This isn’t going to be your life.
You’ve had darkness. You’ve had dirty. You’ve had wrong.
And now you have beauty. You have kindness and hope and the sexiest fucking man on the planet.
Fight, Opal.
“You wantto know why you’re here? Why I’m doing this?” Barney screamed as he paced back and forth. “Because you have humiliated me day after day.”
Opal sat up to find him glaring down at his aunt who cowered behind her. Opal didn’t know how old the Grackle was, but she was certain that she could take more pain than the older woman.
“Bossing me around, telling me what to do, then picking on everything I did. I was never good enough, was I, Auntie!” he screamed.
Opal figured the fact that he wasn’t worried about screaming wasn’t a good sign.
Because it meant he knew that no one was close enough to hear him.
“But now who is in charge, Auntie? Me! Now you do what the fuck I say.” His face was growing red, almost purple.

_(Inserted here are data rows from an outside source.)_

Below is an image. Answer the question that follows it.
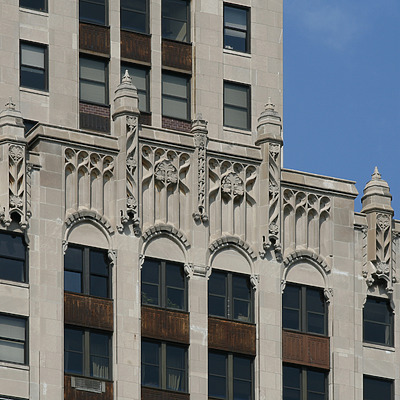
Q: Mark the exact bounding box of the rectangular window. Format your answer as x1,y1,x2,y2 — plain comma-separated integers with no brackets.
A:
142,340,188,392
363,375,394,400
142,259,187,311
79,56,108,105
0,232,27,282
20,42,48,91
224,82,251,130
0,314,27,364
79,0,108,25
282,284,327,335
364,297,394,346
19,0,47,12
162,0,190,42
64,245,111,298
208,271,253,322
121,64,150,112
162,72,190,121
121,0,149,33
64,328,111,379
224,4,250,53
208,351,253,400
283,365,328,400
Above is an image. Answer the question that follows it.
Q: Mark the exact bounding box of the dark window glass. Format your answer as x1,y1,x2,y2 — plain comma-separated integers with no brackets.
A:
79,0,107,25
363,375,393,400
142,259,187,310
282,284,327,335
79,56,108,105
162,72,190,120
64,328,111,379
0,232,27,282
20,42,47,90
208,351,253,400
224,82,250,130
224,5,250,53
19,0,47,12
64,245,111,298
364,297,393,346
208,271,253,322
121,64,150,112
142,340,187,392
121,0,149,33
162,0,190,42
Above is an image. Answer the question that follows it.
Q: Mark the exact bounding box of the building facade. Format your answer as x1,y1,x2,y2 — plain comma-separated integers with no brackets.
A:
0,0,400,400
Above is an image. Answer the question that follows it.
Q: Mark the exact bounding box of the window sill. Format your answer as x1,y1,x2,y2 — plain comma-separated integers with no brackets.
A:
19,87,50,97
224,49,251,58
363,342,396,353
0,361,29,371
0,279,29,289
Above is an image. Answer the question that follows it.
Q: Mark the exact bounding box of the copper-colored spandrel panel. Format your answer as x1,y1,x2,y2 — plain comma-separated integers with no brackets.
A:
208,317,256,356
79,22,110,56
162,39,192,73
64,375,113,400
121,31,151,64
282,330,329,369
64,292,114,331
142,306,189,344
142,386,190,400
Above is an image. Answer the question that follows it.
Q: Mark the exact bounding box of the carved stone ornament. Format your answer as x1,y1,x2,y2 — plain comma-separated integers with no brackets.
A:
221,172,244,196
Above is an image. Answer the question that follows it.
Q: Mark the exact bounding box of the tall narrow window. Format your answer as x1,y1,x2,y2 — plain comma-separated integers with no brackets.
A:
162,0,190,42
0,231,27,282
79,0,108,25
121,64,150,112
79,56,108,105
224,4,250,53
162,72,190,120
20,42,47,90
224,82,251,130
121,0,149,33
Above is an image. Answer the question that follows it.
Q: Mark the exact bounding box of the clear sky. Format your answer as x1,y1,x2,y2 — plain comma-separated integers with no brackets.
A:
283,0,400,219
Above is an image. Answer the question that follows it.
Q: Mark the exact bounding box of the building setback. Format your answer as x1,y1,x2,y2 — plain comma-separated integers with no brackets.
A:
0,0,400,400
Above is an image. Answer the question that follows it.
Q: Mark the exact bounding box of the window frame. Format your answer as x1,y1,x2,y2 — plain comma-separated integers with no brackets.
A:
161,0,191,43
64,243,112,299
0,230,29,283
282,363,329,400
207,269,255,324
78,0,108,26
121,61,151,114
363,296,394,347
120,0,150,35
223,3,251,54
140,338,189,393
140,257,188,312
0,313,29,365
64,325,113,381
282,283,328,337
79,54,110,107
207,349,255,400
223,80,251,131
19,40,49,92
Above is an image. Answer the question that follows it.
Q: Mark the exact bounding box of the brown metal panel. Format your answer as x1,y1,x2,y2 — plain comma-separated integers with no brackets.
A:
64,375,113,400
162,39,192,73
142,306,189,344
121,31,151,64
64,292,114,331
142,386,190,400
208,317,256,356
282,330,329,369
79,22,110,56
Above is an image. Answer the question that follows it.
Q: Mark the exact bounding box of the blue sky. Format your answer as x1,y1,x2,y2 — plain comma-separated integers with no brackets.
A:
283,0,400,219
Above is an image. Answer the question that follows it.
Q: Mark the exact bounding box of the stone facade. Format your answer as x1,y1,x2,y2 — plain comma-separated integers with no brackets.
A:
0,0,400,400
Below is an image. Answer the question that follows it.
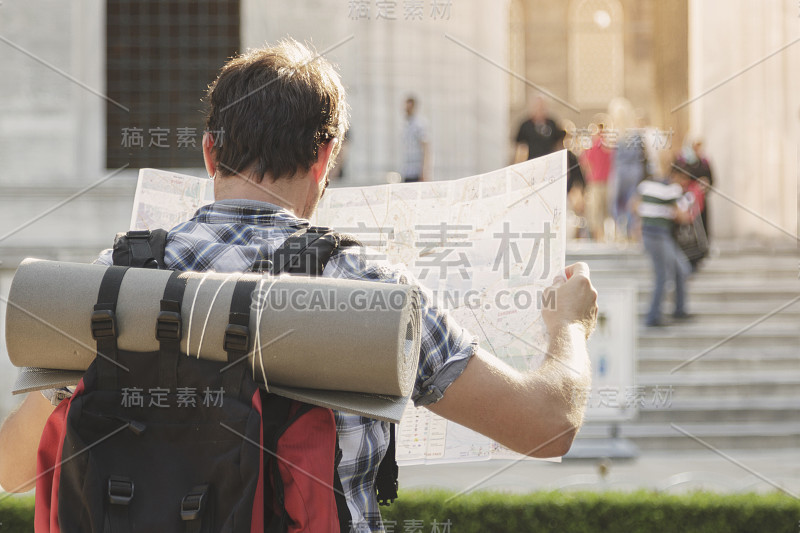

Damn, was it too much to ask for that he have a heart attack and die?
Yep, seemed it was since he was still breathing.
“Why do this?” she asked. “Why not just disappear out of her life? Why come back every weekend?”
“I was going to stop. Tried to do it, but she kept calling and calling until I came. I had it down to once a month. But then you moved in across the road. And I just knew it was a sign. The universe was finally giving me what I deserved. You were meant to be mine, Opal. The perfect little slut for me.”
“What the fuck?” she snapped. “I’m not a slut!”
“Yes, you are. Crass and classless is what my aunt would call you. As I jerked off in the basement while staring at you as you slept, I knew that you were going to be my perfect little whore. So I kept coming back because of you.”
Oh.
Fucking awesome.
29
Renard was losing his mind.
He was sitting in a meeting room in the police department. Everyone seemed busy, rushing around, doing what they could to find a trace of his girl.
And he was sitting here.
Doing. Fucking. Nothing.
Screw this.
He stood. He was going to find her.
“Where are you going?” Saxon turned to stare at him. He hadn’t left his side since Duncan delivered the news to him that Opal was missing.
That was ten hours ago. It was now seven in the morning. And they had next to nothing. Christ.
“I’m going to look for her.”
“We have no idea where she is. We can’t just go looking for her,” Saxon told him.
“I can drive around. I might find something.” What, he had no idea. But there had been nothing so far. And he couldn’t take it anymore.